Amelia with her mother Claire, who was horrified to learn that her daughter had been able to easily buy the products she had tried in a store.
Soon, Amelia was following more and more influencers, including one who posted about using retinol, the advice that landed her in the hospital for four days last March.
Her mother mistakenly thought that only those over 18 could buy retinol; In fact, there are no such rules and Amelia had easily bought the products she tried in a store.
Claire says: ‘We saw a dermatologist a few weeks after leaving hospital, who looked under the microscope and said that, although Amelia’s skin had healed superficially, the deeper layers would take a long time to heal.

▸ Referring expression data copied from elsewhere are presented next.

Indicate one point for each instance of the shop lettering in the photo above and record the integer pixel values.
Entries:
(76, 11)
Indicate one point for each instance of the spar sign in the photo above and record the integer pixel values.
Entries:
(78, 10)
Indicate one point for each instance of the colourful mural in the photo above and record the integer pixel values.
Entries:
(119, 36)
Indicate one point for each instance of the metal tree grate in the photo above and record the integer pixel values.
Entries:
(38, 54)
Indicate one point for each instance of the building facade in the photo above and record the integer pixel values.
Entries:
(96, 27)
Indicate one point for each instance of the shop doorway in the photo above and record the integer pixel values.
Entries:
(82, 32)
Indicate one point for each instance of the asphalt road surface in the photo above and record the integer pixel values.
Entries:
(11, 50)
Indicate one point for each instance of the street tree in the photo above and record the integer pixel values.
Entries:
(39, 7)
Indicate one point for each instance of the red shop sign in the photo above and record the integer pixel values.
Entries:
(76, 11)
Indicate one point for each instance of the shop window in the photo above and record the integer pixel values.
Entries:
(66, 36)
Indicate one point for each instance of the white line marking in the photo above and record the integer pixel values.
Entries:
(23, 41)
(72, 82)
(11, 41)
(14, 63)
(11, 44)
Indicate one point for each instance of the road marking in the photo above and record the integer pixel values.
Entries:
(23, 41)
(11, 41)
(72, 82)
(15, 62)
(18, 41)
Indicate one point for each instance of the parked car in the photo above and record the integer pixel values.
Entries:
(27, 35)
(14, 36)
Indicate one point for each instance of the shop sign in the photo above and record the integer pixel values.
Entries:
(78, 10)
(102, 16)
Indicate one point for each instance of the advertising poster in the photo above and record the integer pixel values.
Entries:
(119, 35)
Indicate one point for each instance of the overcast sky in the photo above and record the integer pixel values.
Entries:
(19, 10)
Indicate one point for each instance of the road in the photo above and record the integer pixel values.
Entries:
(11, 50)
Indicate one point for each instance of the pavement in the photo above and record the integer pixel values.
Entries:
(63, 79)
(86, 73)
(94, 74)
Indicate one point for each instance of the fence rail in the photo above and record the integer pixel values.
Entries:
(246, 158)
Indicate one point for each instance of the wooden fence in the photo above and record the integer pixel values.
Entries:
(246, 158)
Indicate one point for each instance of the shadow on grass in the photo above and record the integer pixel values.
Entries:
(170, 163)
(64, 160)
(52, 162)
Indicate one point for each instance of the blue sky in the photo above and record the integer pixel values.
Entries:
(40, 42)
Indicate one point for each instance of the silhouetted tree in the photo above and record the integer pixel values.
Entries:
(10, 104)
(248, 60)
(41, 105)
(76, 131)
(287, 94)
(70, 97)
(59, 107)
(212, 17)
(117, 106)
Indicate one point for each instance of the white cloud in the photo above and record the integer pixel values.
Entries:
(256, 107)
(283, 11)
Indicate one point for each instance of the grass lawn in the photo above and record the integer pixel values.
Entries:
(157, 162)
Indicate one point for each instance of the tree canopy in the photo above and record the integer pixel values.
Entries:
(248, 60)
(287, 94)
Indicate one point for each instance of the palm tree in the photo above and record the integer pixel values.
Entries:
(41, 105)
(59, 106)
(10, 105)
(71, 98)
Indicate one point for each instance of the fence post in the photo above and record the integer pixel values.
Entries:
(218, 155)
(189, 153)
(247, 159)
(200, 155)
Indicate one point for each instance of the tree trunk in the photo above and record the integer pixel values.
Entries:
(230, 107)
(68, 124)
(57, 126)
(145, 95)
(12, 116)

“I had caused irreparable damage and would need factor 50 sunscreen on my face in summer and winter for the foreseeable future.” Your skin is also permanently more sensitive and irritable. We tried many creams and each one caused pain and a breakout as a result of the damage.
‘Doctors had to prescribe him high doses of antihistamines because he reacted to anything that came into contact with his skin. To this day she continues to take antihistamines.
Claire is speaking out now to warn other parents about the dangers. “Be aware of what your kids watch online, make sure they only have skin products designed for young skin and that they don’t pick on anything made for older skin,” she warns.
‘As her mother, I take full responsibility for what she was seeing. But I do think it is wrong that a cream that contains retinol can be sold to children.
“You can’t buy a Red Bull at your age, but you can buy a cream that damages your skin.
“Doctors were able to save Amelia’s skin and sight; it could easily have been the other way around.”
Good Health asked TikTok for a comment but it did not do so.